Jumbo

Au cinéma le 1er juillet 2020

Noémie Merlant, une amoureuse pas comme les autres © Caroline Fauvet

Présenté en compétition à Sundance, le curieux Jumbo, premier long-métrage de la cinéaste belge Zoé Wittock, débarque enfin dans nos salles. Un objet de curiosité qui s’annonce déjà comme la petite bizarrerie de cet été et confirme, malgré certaines faiblesses, l’inventivité d’un certain cinéma francophone.

En 2007, après plusieurs années d’un amour secret, l’Américaine Erika LaBrie se marie avec… la Tour Eiffel. La raison de ce mariage étrange : l’objectophilie, une paraphilie méconnue du grand public qui voit celles et ceux qui en font l’expérience développer une attirance, aussi bien sexuelle que sentimentale, pour des objets inanimés. Fascinée par la personnalité complexe de l’Américaine et son idylle peu commune, la réalisatrice Zoé Wittock s’en est librement inspiré pour son film.

Soit l’histoire de Jeanne, une femme-enfant maladivement timide, campée par l’étoile montante Noémie Merlant. Régulièrement moquée par les jeunes de sa ville, en conflit avec sa mère excentrique et délurée (Emmanuelle Bercot), Jeanne trouve un refuge apaisant au contact des attractions du parc qui l’emploie, des machines qu’elle s’amuse à reproduire en modèles réduits dans sa chambre. Sa petite vie bien rangée va soudainement basculer lorsque Jeanne rencontre Jumbo, un manège flambant neuf dont elle tombe immédiatement amoureuse.

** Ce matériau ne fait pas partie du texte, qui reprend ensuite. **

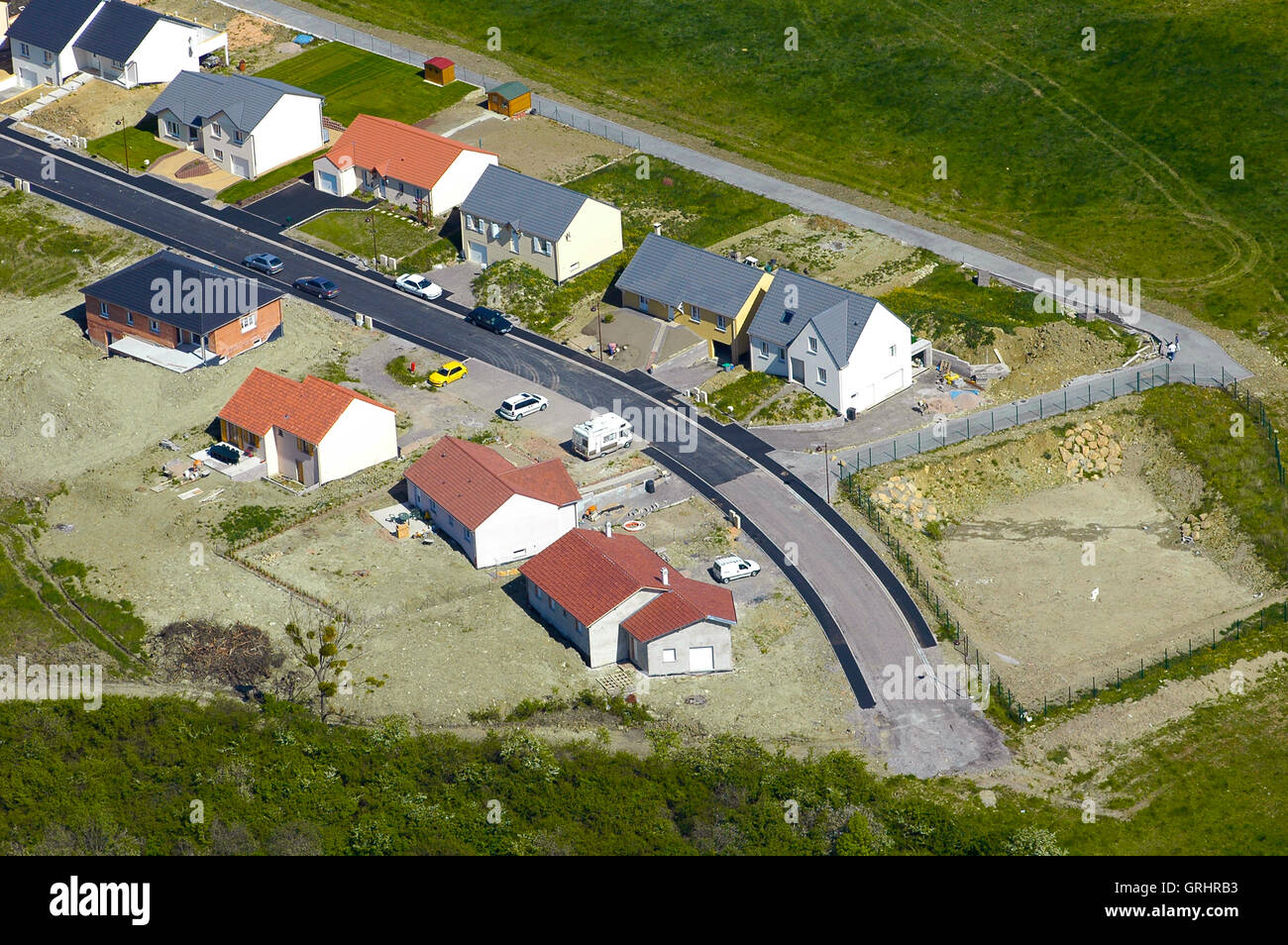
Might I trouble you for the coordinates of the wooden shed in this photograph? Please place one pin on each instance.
(510, 99)
(439, 71)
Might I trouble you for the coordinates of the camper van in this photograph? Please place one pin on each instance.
(600, 434)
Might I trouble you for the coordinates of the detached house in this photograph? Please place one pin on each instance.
(614, 599)
(400, 163)
(309, 430)
(561, 232)
(493, 510)
(844, 347)
(245, 124)
(712, 295)
(178, 313)
(53, 40)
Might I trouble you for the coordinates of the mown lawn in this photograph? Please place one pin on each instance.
(416, 248)
(356, 81)
(1081, 158)
(143, 147)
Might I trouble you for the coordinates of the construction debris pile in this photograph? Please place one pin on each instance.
(901, 496)
(1090, 451)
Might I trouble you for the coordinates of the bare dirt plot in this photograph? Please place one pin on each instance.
(1055, 621)
(529, 145)
(97, 108)
(99, 409)
(833, 252)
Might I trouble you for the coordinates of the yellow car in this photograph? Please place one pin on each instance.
(449, 372)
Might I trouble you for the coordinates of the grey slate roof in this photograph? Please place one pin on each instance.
(119, 29)
(194, 97)
(838, 314)
(528, 205)
(132, 288)
(51, 24)
(674, 271)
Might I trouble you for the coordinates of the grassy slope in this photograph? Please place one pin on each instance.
(1116, 159)
(356, 81)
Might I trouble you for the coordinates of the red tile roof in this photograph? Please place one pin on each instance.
(472, 481)
(304, 408)
(398, 151)
(588, 574)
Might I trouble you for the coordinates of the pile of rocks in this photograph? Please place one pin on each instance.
(1090, 450)
(902, 497)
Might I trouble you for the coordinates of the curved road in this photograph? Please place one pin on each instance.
(867, 614)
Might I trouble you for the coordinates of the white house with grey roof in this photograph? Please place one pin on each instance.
(53, 40)
(245, 124)
(559, 232)
(846, 348)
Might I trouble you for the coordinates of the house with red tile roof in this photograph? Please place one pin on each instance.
(494, 510)
(400, 163)
(614, 599)
(309, 430)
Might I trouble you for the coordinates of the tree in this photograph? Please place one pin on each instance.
(323, 644)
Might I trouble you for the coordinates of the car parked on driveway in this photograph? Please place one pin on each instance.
(447, 373)
(419, 286)
(522, 404)
(265, 262)
(489, 318)
(316, 284)
(730, 568)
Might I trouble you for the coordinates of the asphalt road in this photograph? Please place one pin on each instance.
(867, 614)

Coincé entre deux époques (le clinquant usé des années 80 d’un côté, la modernité technologique de l’autre), le film développe un univers riche et résolument unique, un terreau idéal pour cette fable existentielle touchante, portée par un tandem d’actrices très investi. Zoé Wittock et son chef-opérateur Thomas Buelens ne font pas mystère de leurs influences stylistiques, de John Carpenter à Steven Spielberg en passant par les expérimentations chromatiques d’un Under The Skin (Jonathan Glazer, 2013). Si cet imaginaire très pop-culturel paraît de prime abord un peu lessivé (surtout depuis la déferlante Stranger Things), le film l’emploie à bon escient au sein d’une direction artistique soignée. Hélas, la sauce ne prend pas toujours et le film peine parfois à donner vie à son héros de lumière et d’acier. S’il faut noter certains partis-pris bien sentis qui confèrent au film sa dimension la plus érotique (l’huile noire qui s’écoule du mécanisme de Jumbo et recouvre le corps dénudé de Jeanne), la simplicité du dispositif filmique peine souvent à mettre en images la conscience derrière les rouages, qu’elle soit bien réelle ou simplement née de l’imagination de la jeune femme.

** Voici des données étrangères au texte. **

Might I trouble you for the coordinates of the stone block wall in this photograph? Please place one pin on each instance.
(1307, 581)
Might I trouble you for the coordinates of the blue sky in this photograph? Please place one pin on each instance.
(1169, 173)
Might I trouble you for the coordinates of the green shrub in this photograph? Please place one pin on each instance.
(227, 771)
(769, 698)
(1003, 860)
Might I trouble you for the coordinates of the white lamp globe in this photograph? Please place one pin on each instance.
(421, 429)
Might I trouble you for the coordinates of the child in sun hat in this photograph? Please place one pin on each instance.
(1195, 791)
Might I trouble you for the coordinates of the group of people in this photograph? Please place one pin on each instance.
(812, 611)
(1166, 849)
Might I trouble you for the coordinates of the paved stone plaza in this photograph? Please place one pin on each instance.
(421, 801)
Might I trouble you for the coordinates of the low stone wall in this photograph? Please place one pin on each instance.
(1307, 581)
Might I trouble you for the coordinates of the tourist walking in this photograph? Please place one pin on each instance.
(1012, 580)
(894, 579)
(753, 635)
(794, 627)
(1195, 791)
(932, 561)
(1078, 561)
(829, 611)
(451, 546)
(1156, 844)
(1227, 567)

Ce qui demeure finalement la plus grande faiblesse du film réside dans sa dimension ouvertement engagée. Car si l’on ne peut que louer l’ouverture d’esprit de la cinéaste, qui épouse pleinement le point de vue d’une jeune femme en plein chambardement, confrontée à un désir nouveau et fiévreux, le film dérape sur le terrain du drame social dans son troisième acte. En faisant du parcours supposément déviant de Jeanne une expérience intimiste et sensorielle hypnotique, et de l’hétérosexualité exacerbée de sa mère la source de son mal-être, Zoé Wittock renverse les codes moraux et surligne l’absurdité des normes sociales. C’est une noble démarche, mais cela coûte au film son initiale fantaisie et sa légèreté qui rappelle certaines productions Amblin’. Qu’à cela ne tienne, Jumbo se regarde sans déplaisir pour ce qu’il est : un conte décalé et singulier qui touchera sans problème le plus grand nombre.

Jumbo / De Zoé Wittock / Avec Noémie Merlant, Emmanuelle Bercot, Bastien Bouillon / France – Belgique – Luxembourg / 1h33 / Sortie le 1er Juillet 2020.